The clear differences in the style of Pope Francis as opposed to his predecessors, both as Bishop of Rome and in his former position as Archbishop of Buenos Aires, have electrified the world media. Here, they exclaim, is a clergyperson who is “walking the talk” about living to serve others.
Few places seem to relish this new approach more than Der Spiegel, the German newsweekly issued forth from Hamburg, in the mostly-Protestant north of the country. On Sep. 14, in an article now translated into English, the magazine declares:
Last week Rudolf Voderholzer, 54, the bishop of the Bavarian city of Regensburg and one of Germany’s younger church leaders, was taken to task at the Vatican by the pope himself. In an admonishment to the German bishop and others attending a seminar for new bishops in Rome, Francis said: “Be close to the people and live as you preach. Always be with your flock, do not succumb to careerism and ask yourselves whether you are truly living as you preach.”
Now, there’s nothing in the official text of the speech to suggest a direct attack on Voderholzer or anyone else. In fact, the official text doesn’t even contain the exact words Der Spiegel is quoting here, though the English Spiegel text is a translation from the German; there might have been some modification in the process.
Regardless of translation, the current pope’s emphasis on austere and authentic living is clear, and it gives Der Spiegel a chance to bash both the German Catholic hierarchy and Francis’ predecessor, who just happens to be German as well:
“This is a new message for German princes of the church. Many of them have long cultivated a lifestyle oriented toward strict dogmas, prestige and a career within the church, much like former Pope Benedict XVI. But now that his successor arrives at meetings in an old car, there has been a fundamental shift. Loyalty to the pope is being completely redefined, and not just in Regensburg, where Voderholzer’s predecessor Gerhard Ludwig Müller, a fervent devotee of former Pope Benedict, alienated many Roman Catholics.”
“In Germany, on the other hand, many bishops apparently haven’t come to terms with Francis’s insistence that they set a credible example of poverty. The costly new residence of Franz-Peter Tebartz-van Elst, the bishop of Limburg in western Germany, is only one especially conspicuous example of the pomposity, or at least the pronounced attachment to prestige, of the country’s Catholic Church leaders.”

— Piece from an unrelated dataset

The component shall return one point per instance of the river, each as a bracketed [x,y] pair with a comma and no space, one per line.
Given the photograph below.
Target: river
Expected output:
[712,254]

The problem is, there’s little to connect whatever it is the German bishops are doing, or have done, with anything Benedict did, or Francis said, especially given the newest pope’s very recent ascendancy to the chair of Peter.
Yes, going forward, a bishop might find it difficult to adopt a lavish lifestyle, but is that because they’re following Francis’ example or fearing a backlash? Where is the backlash?
In the case of Germany, we won’t know because all of those quoted in the Der Spiegel piece appear to be Catholics whose views support those of the author and, presumably, editors.
No person-in-the-pew is surveyed, instead, selected Jesuit clerics and lay leaders who want the pope to either clamp down on sexual abuse cases or whelp more about austerity. There’s no one out there who supports the status quo in the German church, and one has to wonder if that’s actually possible — someone must approve of what these bishops are doing.
But presenting both sides, of which two must exist, isn’t something Der Spiegel seems overly fastidious about. Indeed, this meat-axe approach to Benedict and his peers seems more in tune with the late satirical magazine Wittenburg Door than with anything we saw in the real Wittenberg.